Sintia dan Riko dengan kompak menjawab iya seraya menganggukkan kepala. Barulah Pak Kirun membagi sedikit kejadian yang terjadi di Panti jompo Muara Hati.
"Kejadian yang sangat berbekas itu memang sudah lama terjadi. Kira-kira hampir sepuluh tahun yang lalu. Terjadi kebakaran di gedung sebelah, yang biasa ditempati para orang tua laki-laki. Saat itu Panti tersebut masih dalam keadaan jaya, banyak donatur yang menyumbang. Meski tak banyak lagi keluarga dari para lansia disana yang datang menjenguk. Bu Mariyati selalu berusaha mencari dana untuk membiayai kebutuhan para lansia yang ia jaga. Kejadian itu begitu cepat, disaat Bu Mariyati tak ada di Panti terjadi kebakaran yang menewaskan hampir semua penghuni. Yang tersisa hanya beberapa orang tua, jumlahnya tak sampai sepuluh orang dengan beberapa pekerja. Malang memang nasib para lansia itu, sudah keluarga nya tak ada yang perduli. Tempat mereka bernanung di hari tuanya justru terbakar, api saat itu merambat dengan cepat di halaman belakang, tempat para lansia perempuan dan laki-laki istirahat santai. Saat itu Bu Mariyati sedang mencari donatur, untuk membayar pekerja yang membantu nya di Panti. Tapi saat ia kembali, justru kepahitan yang diterimanya. Untung tak semua gedung terbakar, masih ada bangunan yang ditempati para lansia perempuan. Dan karena kejadian itu, Bu Mariyati sempat depresi sehingga tak bisa menjalankan Panti itu dengan baik. Sampai akhirnya kepemimpinan nya di ambil alih oleh adiknya sendiri. Tapi semenjak itu, saya dengar Panti tak bisa menampung banyak lansia lagi. Mungkin mereka hanya merawat para orang tua yang tersisa, yang saya bilang selamat tak sampai sepuluh orang itu loh dek."

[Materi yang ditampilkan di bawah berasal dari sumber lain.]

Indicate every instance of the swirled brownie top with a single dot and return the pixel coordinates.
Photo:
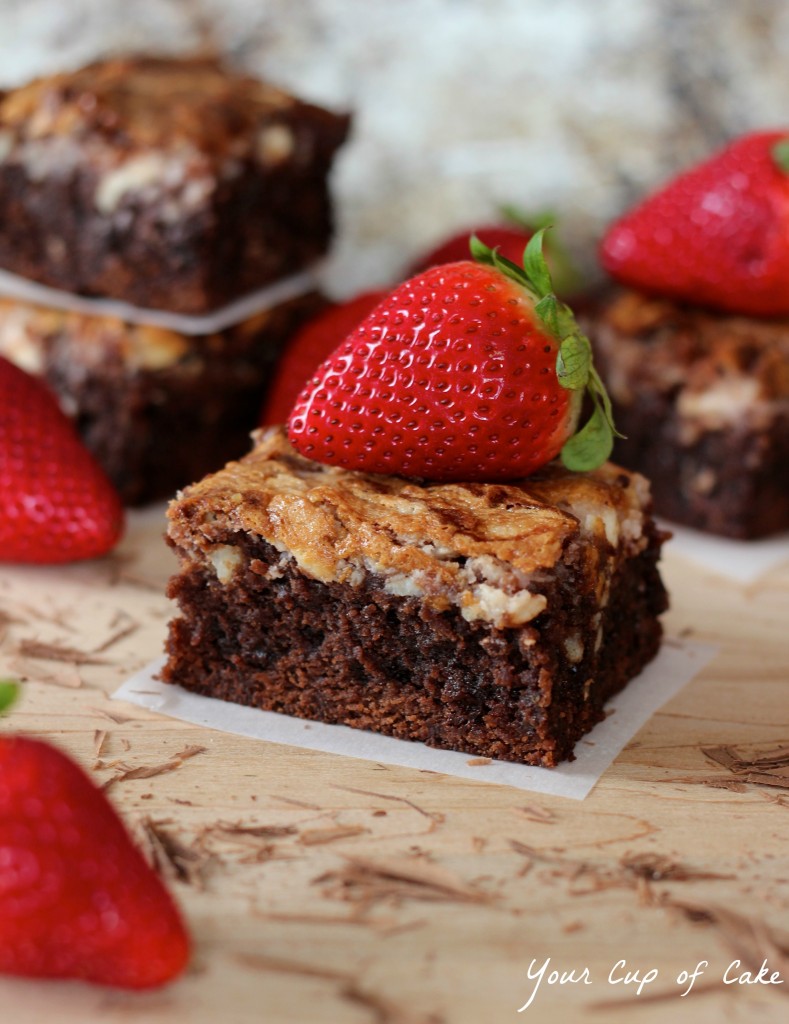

"Lantas bagaimana kelanjutannya Pak? Kenapa sekarang Bu Mariyati bisa menjadi pengelola Panti itu lagi?" Ucap Sintia wajahnya nampak serius mendengarkan cerita Pak Kirun.
"Ya mau bagaimana lagi, bangunan Panti itu memang sebenarnya milik pribadi dari mendiang suaminya Bu Mariyati. Jadi ya setelah dia sembuh, Bu Mariyati sendiri yang menempati nya." Kata Pak Kirun seraya menghentikan laju delmannya.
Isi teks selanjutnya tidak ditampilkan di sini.